The point the author brings up about the lack of Lisp modules in 2005 is an interesting one and reminds me of the article "Why Perl Didn't Win", posted within the last few days. Browsing clojars.org, a Clojure repository, reveals that there are 11,435 libraries at the time of my writing. That is a great improvement, vastly exceeding the author's positive example of Python's 249 modules at the time. PyPI, a Python repository, currently lists 54,060, so clearly Python is still much more popular than Clojure. Yet, the 11K Clojure libraries seems to be a direct contradiction to his statement: "And lisp modules? Well, every part of the code can modify every other part. You can write a whole new grammar if you're so inclined. None of this helps with the goal of downloading a random package and easily calling whatever you want from it with minimal hassle. There's just a fundamental conflict between easy modularity on the one hand, which requires lots of restrictions and boring standard forms, and fluid modifiability on the other." The Clojure community has made great strides in promoting the adoption of a Lisp among programmers and enterprises.

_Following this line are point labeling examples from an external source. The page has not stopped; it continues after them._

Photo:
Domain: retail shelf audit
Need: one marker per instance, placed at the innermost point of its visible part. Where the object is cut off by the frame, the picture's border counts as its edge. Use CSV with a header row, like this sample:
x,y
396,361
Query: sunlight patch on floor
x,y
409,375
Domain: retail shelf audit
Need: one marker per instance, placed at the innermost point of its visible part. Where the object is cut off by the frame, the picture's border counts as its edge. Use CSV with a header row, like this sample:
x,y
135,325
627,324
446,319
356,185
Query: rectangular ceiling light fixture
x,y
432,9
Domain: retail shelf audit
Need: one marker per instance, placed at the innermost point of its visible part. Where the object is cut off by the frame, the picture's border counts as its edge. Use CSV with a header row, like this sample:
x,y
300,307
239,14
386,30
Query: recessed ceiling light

> When I was in Morocco, several different people told me that Neil Armstrong converted to Islam after seeing the Earth, and that Cat Stevens converted. At first, this was OK, but soon, after the third person or so mentioned this pair, I got to wondering, maybe they're the only ones.

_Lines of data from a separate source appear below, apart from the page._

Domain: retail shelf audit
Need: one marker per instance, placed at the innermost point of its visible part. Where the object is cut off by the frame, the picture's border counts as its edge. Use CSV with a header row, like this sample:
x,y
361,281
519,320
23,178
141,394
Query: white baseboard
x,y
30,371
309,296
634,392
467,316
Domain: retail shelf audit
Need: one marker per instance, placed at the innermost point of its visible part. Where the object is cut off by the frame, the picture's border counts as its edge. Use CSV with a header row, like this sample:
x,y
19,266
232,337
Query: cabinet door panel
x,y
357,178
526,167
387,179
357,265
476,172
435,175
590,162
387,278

In case anybody else wondered about this: Neil's Armstrong purported conversion is a hoax that has its origins in an Indonesian pop song from the 80s (Indonesia is a major muslim country). [1]

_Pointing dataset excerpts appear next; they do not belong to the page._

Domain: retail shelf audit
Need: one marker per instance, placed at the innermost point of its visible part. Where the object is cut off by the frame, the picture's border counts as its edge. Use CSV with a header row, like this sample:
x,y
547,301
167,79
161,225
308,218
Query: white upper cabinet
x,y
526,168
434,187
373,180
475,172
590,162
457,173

Cached version: http://webcache.googleusercontent.com/search?q=cache:YnwCUmQ...
> If, on appropriate occasions, the members tell, enjoy, trade, and/or devise transgressively funny jokes about their denomination, it's a church.
> If such jokes reliably meet with stifling social disapproval, it's a cult.
An interesting definition I totally disagree with. It's the social disapproval that turned any of us into geeks, and guess what - I personally like it that way. Society approves mostly things that are pointless or boring anyway. An example: why do you think HN guidelines advocate against posting mainstream news?
I tried out Lisp sometime around 2009 or so and immediately realized it was a toy language. Interesting for it's unique approach to structuring code, but ultimately designed for a certain kind of mathematical elegance over practical functionality. It grew especially popular with ai researchers, because they were searching for beautiful answers to the messy problem of intelligence, and didn't think performance was as critical as ideas. And it grew fans here and there for certain low-performance applications because it was one of the first languages with productivity enhancing features like garbage collection.
Lisp may have been "mind blowing" before untyped scripting languages were a dime a dozen, but these days the only thing mind-blowing about it is that people still use it when there are much better alternatives.
I wouldn't call it a cult. I find a lot of people who write CL / SBCL don't care much for Clojure. That was a few years ago though, so maybe this has changed?